Embora muitos não desejem nada mais do que voltar à vida de antes da pandemia, há quem não consiga lidar com tudo isso com tanta facilidade. Stefano Fusco é um deles. O jovem e seu pai fundaram a organização Noi Denunceremo ("Nós denunciaremos"). O grupo quer respostas sobre por que tantas pessoas tiveram que morrer na região.
Stefano perdeu o avô, que em fevereiro havia sido hospitalizado em decorrência de um leve derrame. Durante a reabilitação, o idoso de 85 anos apresentou febre e começou a tossir. Ele testou positivo para o coronavírus e faleceu poucos dias depois. A situação foi particularmente trágica para a avó de Stefano, conta o jovem. A família teve que lhe dar a notícia por telefone, deixando-a sozinha com sua dor, pois ela estava em quarentena.
Alguns dias após a morte do avô, Stefano e o pai fundaram a Noi Denunceremo. Com a página no Facebook, eles pretendiam ajudar aqueles que tinham que ficar em casa e lidar sozinhos com a dor. Atualmente, o grupo já conta com mais de 60 mil pessoas. A maioria das histórias, segundo Stefano, seguem um padrão recorrente.
"Muitas pessoas morreram sozinhas em casa. Muitas não foram admitidas no hospital até já estarem quase mortas. Elas provavelmente poderiam ter sido salvas se tivessem recebido ajuda mais cedo", diz.
O Ministério Público de Bérgamo deu agora início a uma investigação apoiada pela Noi Denunceremo. Para Stefano, a responsabilidade é do governo regional, que teria reagido de maneira muito hesitante e falhado, por exemplo, no isolamento dos municípios de Alzano Lombardo e Nembro, nos arredores de Bérgamo, que acabaram se tornando o principal foco de infecção na Itália.
Governo regional sob pressão
O chefe do governo regional na Lombardia, Attilio Fontana, contudo, não se considera responsável pela crise. Seu escritório fica num prédio no centro de Milão, de cujo terraço, no 38º andar, pode-se ver muito além das fronteiras da metrópole econômica mais importante da Itália. Acusado de dar mais importância aos lucros do que à proteção da população, o político, do partido de extrema direita Liga, nega.
Ele afirma ter sido favorável à criação de uma área restrita desde o início de março, mas afirma que o governo em Roma rejeitou a ideia. "Creio termos tentado de fato dar todas as respostas e tomar todas as medidas necessárias nessa situação realmente extraordinária, na qual ninguém, na verdade, sabia muito sobre o vírus", diz.
Após dar uma volta pelo cemitério de Bérgamo, o padre Bergamelli chega agora em frente ao crematório.
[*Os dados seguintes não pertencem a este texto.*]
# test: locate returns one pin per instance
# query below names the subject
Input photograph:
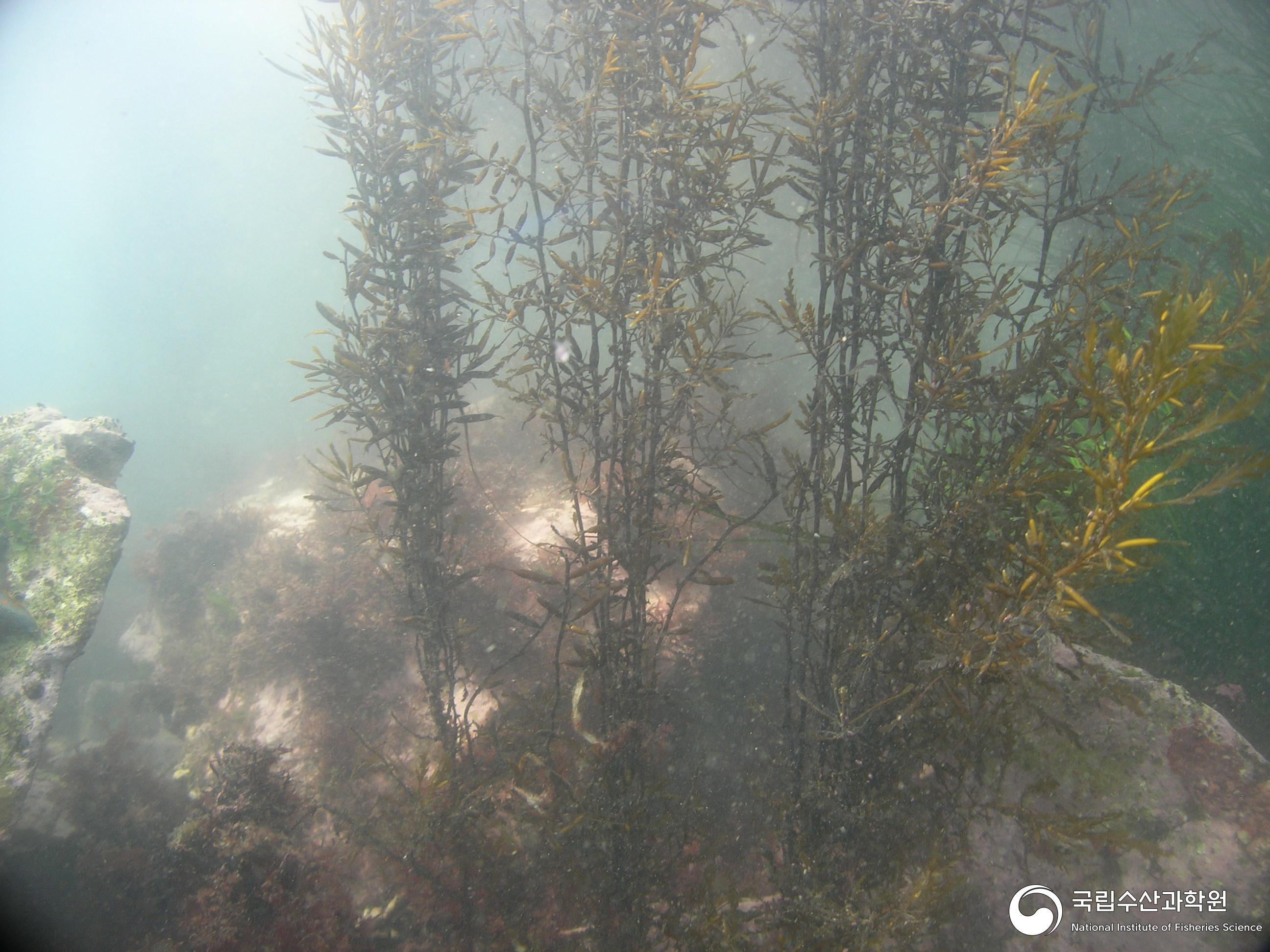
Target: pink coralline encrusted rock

O local está abandonado, sem nem sinal da alta rotatividade vista nos últimos meses. Ele fala sobre a dor dos familiares e a incerteza que ainda afeta muitas pessoas na cidade. Mas lentamente a vida volta ao que era antes, fica mais calma, diz. Ele então se despede e, a passos largos, volta apressadamente à sua capela, em frente da qual já aguarda um carro funerário.